Hey sprint18; I wrote a response last night and then hit the back button and erased it (****).
I'll try again...
Definately no worries on any perception of attitude... and I hear you loud and clear on emotions conveyed with typing... I really tried to insult / piss someone off at work yesterday and they thought i was kidding... if they coulda seen my face they wouldn't have smiled at all.
I have a 383 in my 17 1/2 foot checkmate.. it weights about 1300 pounds without engine and drive according to mfg's original spec. Balsa cored, padded v-hull and with stern lifting and neutral props is very well mannered well into the 70's (fastest so far is 77 gps and still working on set-up, also going to try a differtent carb and taking the mufflers off here in a week or so. It is making over 400 hp and even more tq. Somewhat mild numbers for a 383, but it's built to run and run hard and last. and it idles down to 500-600 rpm without dying... I spent more than 4k, but it's built with all forged internals and to tight (marine) tolerances, etc...

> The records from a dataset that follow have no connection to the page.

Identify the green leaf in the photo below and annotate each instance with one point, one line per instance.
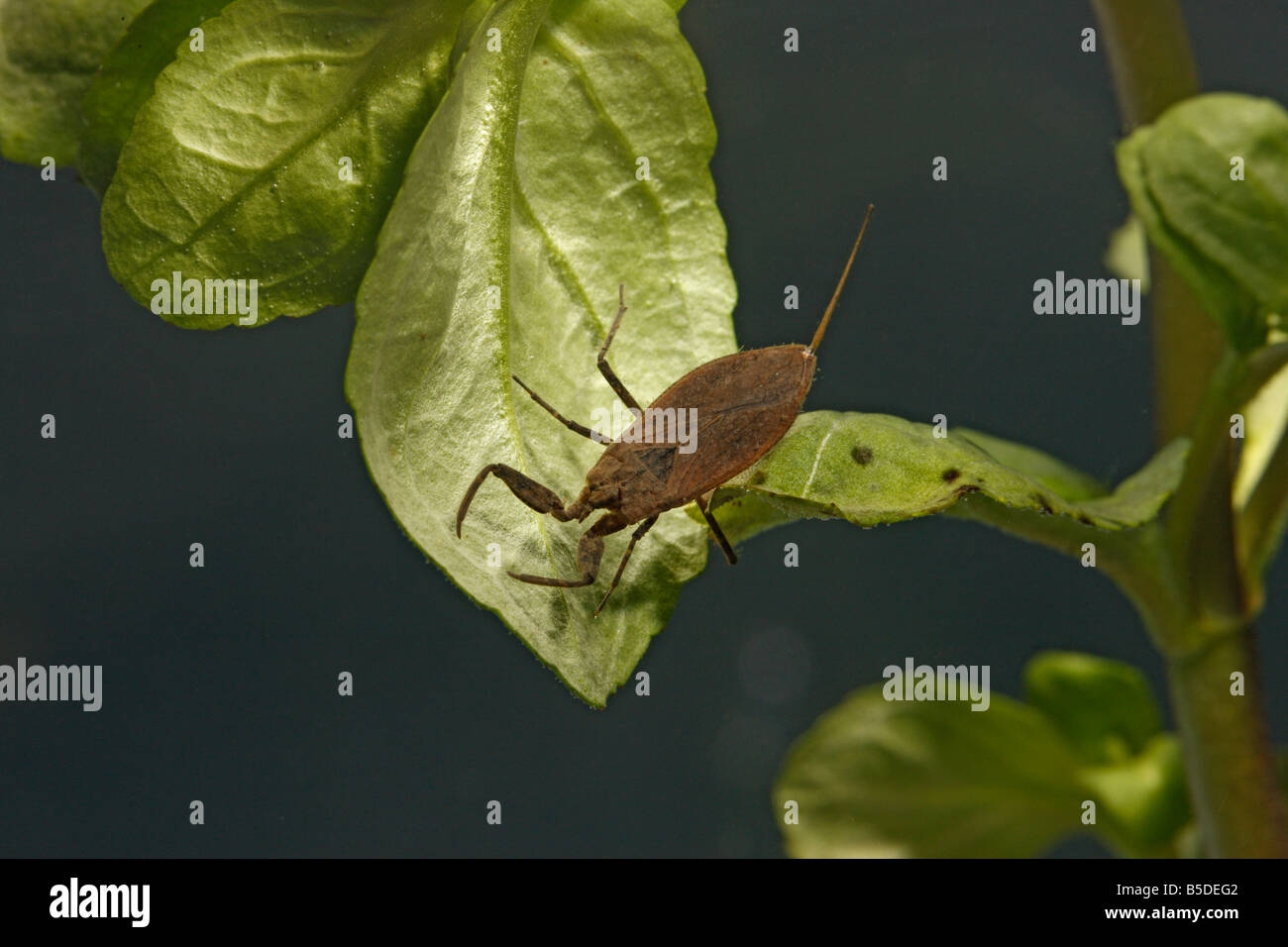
(1229, 239)
(1142, 804)
(539, 197)
(894, 779)
(1261, 486)
(127, 78)
(50, 51)
(876, 470)
(1103, 707)
(879, 776)
(235, 165)
(1127, 253)
(1107, 712)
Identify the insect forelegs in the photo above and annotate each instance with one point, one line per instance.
(732, 557)
(590, 551)
(535, 495)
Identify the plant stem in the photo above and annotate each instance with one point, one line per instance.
(1234, 788)
(1228, 757)
(1149, 56)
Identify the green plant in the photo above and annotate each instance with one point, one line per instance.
(480, 176)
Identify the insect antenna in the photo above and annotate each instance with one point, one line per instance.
(827, 316)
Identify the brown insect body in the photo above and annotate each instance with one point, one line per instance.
(745, 402)
(743, 405)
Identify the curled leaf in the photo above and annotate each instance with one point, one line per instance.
(518, 219)
(50, 51)
(874, 470)
(1210, 183)
(274, 153)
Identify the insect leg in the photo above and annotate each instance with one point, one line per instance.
(539, 497)
(630, 547)
(601, 361)
(572, 425)
(716, 531)
(590, 551)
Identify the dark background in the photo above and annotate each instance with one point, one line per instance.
(220, 684)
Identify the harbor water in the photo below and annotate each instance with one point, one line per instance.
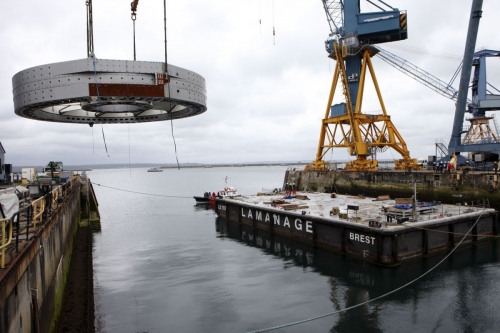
(164, 264)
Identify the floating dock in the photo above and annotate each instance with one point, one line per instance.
(374, 230)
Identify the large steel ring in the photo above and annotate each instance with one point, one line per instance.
(91, 91)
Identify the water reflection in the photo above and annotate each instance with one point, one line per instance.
(450, 298)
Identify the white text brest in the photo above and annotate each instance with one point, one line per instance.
(362, 238)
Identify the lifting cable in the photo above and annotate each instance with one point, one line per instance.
(133, 6)
(260, 19)
(378, 297)
(167, 79)
(90, 29)
(94, 61)
(274, 31)
(129, 165)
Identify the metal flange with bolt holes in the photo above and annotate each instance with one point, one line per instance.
(100, 91)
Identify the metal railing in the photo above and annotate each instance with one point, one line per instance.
(25, 220)
(5, 243)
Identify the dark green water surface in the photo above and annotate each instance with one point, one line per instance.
(164, 264)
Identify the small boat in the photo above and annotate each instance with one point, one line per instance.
(227, 191)
(205, 198)
(155, 169)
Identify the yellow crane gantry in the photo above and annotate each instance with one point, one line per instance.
(363, 134)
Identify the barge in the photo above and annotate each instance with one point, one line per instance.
(378, 230)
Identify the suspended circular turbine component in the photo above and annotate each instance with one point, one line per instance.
(91, 91)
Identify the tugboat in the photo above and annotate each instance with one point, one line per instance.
(227, 191)
(205, 199)
(155, 169)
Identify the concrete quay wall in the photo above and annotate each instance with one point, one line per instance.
(451, 188)
(32, 285)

I'm NOT trying to talk you into a 5.7 - a well built 4.3 will probably make that boat fly and especially if you go with good aluminum manifolds, intake, etc... should be light and nimble, etc... I eard the emi v-6 msanifolds actually flow pretty well. not sure if the longer risers you would need for a cam profile much over stock will bolt on. would really suck to spend a bunch of time and money on an engine only to fill the damn thing up with water...
the nice thing about a smallblock is the availability of a wide range of cheap parts. probably one of things that cinched my thoughts the most. know where you can order a forged steel crank? really strong rods? balanced rotating assembly? blower that'll fit? sure, it is possible, but the options are scarce and expensive - especially once you try and get into more power than is easy with simple head, manifold, carb, etc... as in much over 250 horsepower. I will say that my 4.3 ran really strong and would runw tith or outrun a lot of the guys i know who have (stock) 350s in their boats and that it was clear the factory roller cam was running out well before 5000 rpms. It and the same heads on it as yours touched up a little (wink), a little higher compression (ca. 10:1) an edelbrock performer intake and 600 cfm carb, etc...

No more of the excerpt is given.